Google’s Gmail is now 14 years old, and like most teenagers, it remains a mystery — a bundle of baffling algorithms hand-coded to impose order onto the Internet’s endless chaos. Gmail’s minimalist facade masks automated software for searching, spam-spotting, spell-checking, language translation and dozens of other abilities. Its latest, “Smart Compose,” automatically fills in the next word it thinks you, the human, are going to say.

All of it comes together to power email, which on a scale of basic human utilities ranks not far behind electricity. So when, instead, a tiny error was encoded into some computer file in some server in one of Google’s 15 sprawling data centers, running at all hours from protected compounds around the world, no one could quite understand what had happened — or even who, or what, to blame.

A small fraction of Gmail’s more than 1.4 billion worldwide users took to the Internet with questions: Had some setting changed or some shadowy algorithm contorted to alter what was important and what was not? Had the holiday season overloaded the world’s most popular email service? Or, more sinister, had the retail industry conspired to finally fool Google’s junk-mail filters, kneecapping the algorithms once and for all?

No, a Google spokesperson says. It’s just a bug, very rare but fixable.
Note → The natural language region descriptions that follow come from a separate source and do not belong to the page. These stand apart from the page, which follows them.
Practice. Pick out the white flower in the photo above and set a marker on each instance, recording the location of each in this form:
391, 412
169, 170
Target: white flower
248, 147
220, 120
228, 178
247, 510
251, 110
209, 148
People first noticed it Thursday evening, and engineers on Friday were working to resolve the issue sometime this afternoon.

“We are aware of an issue in Gmail causing certain promotional email to be incorrectly categorized,” a spokesperson wrote in an email.

By then, it had already wriggled its way into the world’s attention spans. “I am insanely busy these days and the worst that can happen to me is to be distracted,” wrote a user on the Google forums. “Glad I am not the one that broke it,” wrote another user. “Somebody at Google is having a tough day.”

For Kealing, 33, a self-described compulsive email organizer living in Minneapolis, it exposed a vulnerability: “When I’m getting emails from political parties and group-deal sites I signed up for 1,000 years ago, it kind of throws off your mojo,” he said.

So he deleted the messages — a consumer survey, a getaway package for an all-inclusive Mexican resort — and went on with his day. He had a few emails to send.